MSJ: What other musicians would you like to work with?
I really want to do a project with Trevor Rabin. I was trying to contact him a while ago. So far we haven`t been able to get it together, but perhaps in the future we can do that. I always wanted to work with Jon Anderson of Yes. To have him sing on something that I write. All the old heroes from the progressive days would be great.
MSJ: What has been your biggest Spinal Tap moment?
The first time I sat in the room with the manager, the business manager, the lawyer and the band (Dream Theater), I felt like I was in Spinal Tap. Not because it was so weird what was going on, but just cause here we are a bunch of rock musicians and you`ve got all the guys and they`re talking about the numbers and everything, and I don`t know what they`re talking about. It was a funny, funny scene. The other guys, I`m sure knew what they were talking about, they`d been in the band. I don`t know what to talk about. I`m just sitting there with my ears open, hoping to learn something. You`ve got all these numbers people, then you`ve got the rock band.
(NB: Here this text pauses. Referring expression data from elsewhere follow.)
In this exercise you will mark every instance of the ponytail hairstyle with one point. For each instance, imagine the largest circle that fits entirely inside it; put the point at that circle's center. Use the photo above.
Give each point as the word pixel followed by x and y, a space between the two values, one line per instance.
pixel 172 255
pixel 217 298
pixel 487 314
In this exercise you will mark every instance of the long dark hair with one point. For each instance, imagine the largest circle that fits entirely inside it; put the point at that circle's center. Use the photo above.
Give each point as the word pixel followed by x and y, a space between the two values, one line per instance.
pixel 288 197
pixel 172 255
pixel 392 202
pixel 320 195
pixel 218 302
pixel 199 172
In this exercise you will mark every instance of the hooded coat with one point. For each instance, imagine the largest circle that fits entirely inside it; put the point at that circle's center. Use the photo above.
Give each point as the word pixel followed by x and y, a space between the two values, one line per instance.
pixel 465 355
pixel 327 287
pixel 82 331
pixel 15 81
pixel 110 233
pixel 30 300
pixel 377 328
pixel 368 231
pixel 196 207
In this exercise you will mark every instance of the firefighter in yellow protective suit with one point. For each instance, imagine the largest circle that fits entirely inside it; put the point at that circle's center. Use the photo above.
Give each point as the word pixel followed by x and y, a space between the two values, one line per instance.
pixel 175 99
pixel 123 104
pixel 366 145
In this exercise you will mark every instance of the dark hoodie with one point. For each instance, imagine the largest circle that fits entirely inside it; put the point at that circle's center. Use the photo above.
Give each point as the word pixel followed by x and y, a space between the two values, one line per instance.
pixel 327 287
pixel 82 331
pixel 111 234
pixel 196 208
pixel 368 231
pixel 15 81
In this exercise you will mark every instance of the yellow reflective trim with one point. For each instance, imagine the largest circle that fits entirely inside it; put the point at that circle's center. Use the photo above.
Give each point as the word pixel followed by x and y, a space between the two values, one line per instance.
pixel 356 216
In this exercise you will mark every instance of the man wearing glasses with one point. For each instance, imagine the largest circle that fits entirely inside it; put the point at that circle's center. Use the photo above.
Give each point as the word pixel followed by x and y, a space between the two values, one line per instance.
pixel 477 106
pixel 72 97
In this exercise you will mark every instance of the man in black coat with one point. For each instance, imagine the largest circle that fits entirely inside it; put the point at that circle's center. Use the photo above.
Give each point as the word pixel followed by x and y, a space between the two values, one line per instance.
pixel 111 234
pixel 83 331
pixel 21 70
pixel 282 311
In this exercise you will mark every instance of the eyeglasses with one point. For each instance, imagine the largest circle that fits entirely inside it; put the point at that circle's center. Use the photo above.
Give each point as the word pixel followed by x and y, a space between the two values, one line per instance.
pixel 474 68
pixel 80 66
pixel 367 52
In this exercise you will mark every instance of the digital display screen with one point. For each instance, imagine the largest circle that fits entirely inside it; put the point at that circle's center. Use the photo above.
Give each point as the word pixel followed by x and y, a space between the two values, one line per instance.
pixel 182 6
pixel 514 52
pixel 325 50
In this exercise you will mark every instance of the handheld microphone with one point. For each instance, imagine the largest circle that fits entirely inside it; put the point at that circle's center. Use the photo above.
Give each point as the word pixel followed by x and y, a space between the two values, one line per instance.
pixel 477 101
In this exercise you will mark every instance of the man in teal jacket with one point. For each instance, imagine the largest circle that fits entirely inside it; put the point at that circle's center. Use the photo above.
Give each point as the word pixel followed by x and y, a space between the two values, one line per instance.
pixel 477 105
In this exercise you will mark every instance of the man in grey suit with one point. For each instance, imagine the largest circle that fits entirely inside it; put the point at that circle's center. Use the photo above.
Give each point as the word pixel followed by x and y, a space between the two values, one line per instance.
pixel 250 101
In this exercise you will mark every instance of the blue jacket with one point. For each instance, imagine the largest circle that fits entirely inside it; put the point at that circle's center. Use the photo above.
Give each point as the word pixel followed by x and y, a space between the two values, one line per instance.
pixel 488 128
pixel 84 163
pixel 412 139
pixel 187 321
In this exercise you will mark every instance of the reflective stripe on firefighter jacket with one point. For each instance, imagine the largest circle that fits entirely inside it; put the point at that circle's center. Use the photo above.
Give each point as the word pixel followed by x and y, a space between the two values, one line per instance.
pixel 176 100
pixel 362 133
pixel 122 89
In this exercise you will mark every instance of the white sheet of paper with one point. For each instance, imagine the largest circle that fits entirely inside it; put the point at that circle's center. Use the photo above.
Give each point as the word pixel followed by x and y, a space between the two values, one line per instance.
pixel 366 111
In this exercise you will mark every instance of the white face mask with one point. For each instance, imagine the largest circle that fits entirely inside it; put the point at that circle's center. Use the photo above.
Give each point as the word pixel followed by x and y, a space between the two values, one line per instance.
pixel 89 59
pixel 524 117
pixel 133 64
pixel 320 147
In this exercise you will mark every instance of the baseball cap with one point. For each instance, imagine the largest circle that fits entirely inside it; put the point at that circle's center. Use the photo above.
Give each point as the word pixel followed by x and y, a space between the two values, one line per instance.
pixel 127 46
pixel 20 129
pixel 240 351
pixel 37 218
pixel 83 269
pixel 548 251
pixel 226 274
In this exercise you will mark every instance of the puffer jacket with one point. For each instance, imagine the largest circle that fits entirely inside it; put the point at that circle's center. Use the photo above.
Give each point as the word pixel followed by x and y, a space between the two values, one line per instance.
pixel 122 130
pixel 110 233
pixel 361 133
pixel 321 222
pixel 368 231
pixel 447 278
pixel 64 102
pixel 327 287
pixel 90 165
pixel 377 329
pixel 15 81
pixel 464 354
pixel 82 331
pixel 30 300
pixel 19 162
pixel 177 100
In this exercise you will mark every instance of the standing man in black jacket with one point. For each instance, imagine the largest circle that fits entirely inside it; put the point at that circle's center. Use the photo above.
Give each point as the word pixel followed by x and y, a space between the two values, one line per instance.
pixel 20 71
MSJ: What was the last CD you bought?
It was Prokofiev`s piano concertos. Before that, I bought the CD of the Tchaikovsky symphonies. As far as rock goes, I think I bought Spocks Beard`s Kindness of Strangers. A lot of the CD`s I buy right now are to try to fill in my collection.
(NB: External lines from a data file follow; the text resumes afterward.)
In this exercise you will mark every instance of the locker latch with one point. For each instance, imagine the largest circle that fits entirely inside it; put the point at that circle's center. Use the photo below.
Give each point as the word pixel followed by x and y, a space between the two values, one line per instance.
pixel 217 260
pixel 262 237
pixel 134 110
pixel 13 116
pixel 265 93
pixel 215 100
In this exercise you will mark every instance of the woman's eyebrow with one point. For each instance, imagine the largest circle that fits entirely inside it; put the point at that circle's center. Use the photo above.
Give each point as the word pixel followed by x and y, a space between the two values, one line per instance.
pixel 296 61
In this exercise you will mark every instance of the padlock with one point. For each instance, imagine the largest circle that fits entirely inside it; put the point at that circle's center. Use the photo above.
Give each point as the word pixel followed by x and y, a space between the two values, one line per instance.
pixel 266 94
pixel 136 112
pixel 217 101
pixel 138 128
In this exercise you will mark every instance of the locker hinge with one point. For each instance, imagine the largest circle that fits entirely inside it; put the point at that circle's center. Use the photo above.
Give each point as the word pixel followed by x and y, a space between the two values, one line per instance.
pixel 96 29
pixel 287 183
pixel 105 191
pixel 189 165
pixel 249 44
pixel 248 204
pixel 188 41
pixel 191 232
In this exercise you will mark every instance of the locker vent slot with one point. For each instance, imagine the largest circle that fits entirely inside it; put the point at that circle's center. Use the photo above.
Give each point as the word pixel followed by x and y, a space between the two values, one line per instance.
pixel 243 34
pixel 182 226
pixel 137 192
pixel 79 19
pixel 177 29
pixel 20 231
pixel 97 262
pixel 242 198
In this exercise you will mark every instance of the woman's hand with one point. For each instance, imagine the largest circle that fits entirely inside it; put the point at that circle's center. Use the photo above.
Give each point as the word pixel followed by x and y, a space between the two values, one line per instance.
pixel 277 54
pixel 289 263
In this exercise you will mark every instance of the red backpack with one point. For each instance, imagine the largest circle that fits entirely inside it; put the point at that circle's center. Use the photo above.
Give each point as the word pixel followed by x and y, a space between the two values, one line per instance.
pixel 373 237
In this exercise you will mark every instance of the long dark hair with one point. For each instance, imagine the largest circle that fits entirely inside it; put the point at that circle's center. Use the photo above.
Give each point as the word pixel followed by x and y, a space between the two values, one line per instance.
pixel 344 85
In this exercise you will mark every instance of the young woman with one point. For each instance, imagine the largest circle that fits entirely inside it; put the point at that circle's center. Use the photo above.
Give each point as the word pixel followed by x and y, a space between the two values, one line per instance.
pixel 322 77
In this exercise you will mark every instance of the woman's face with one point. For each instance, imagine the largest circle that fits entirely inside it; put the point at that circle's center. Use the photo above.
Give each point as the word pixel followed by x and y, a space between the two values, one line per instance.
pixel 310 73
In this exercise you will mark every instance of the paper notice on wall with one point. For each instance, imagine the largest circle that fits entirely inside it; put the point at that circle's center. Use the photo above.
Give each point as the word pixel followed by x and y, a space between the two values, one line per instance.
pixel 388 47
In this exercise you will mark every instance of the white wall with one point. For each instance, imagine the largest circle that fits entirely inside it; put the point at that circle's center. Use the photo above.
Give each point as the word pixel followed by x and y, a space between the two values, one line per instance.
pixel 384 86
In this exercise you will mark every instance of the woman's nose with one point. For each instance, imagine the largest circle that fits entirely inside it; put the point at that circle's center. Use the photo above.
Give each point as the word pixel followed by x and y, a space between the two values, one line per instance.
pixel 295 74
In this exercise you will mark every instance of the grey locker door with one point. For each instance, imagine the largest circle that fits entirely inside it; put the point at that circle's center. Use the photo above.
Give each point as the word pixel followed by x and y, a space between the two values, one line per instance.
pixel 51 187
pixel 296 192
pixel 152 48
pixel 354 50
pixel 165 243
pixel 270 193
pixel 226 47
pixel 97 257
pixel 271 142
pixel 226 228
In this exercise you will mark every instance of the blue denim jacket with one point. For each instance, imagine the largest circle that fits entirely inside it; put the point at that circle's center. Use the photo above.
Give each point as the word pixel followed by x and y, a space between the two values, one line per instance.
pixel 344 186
MSJ: If you were stranded on a desert island, what five discs would you want with you?
I would want Close to the Edge. I would want Jimi Hendrix Electric Ladyland, two discs, but we`ll count that as one. I would want Trick of the Tail, by Genesis. I would want Dark Side of the Moon and Gentle Giant Free Hand.
MSJ: What was the last concert you attended?
The last concert I saw was the Deep Purple/ELP/Dream Theater show. I saw it twice. I really enjoyed it.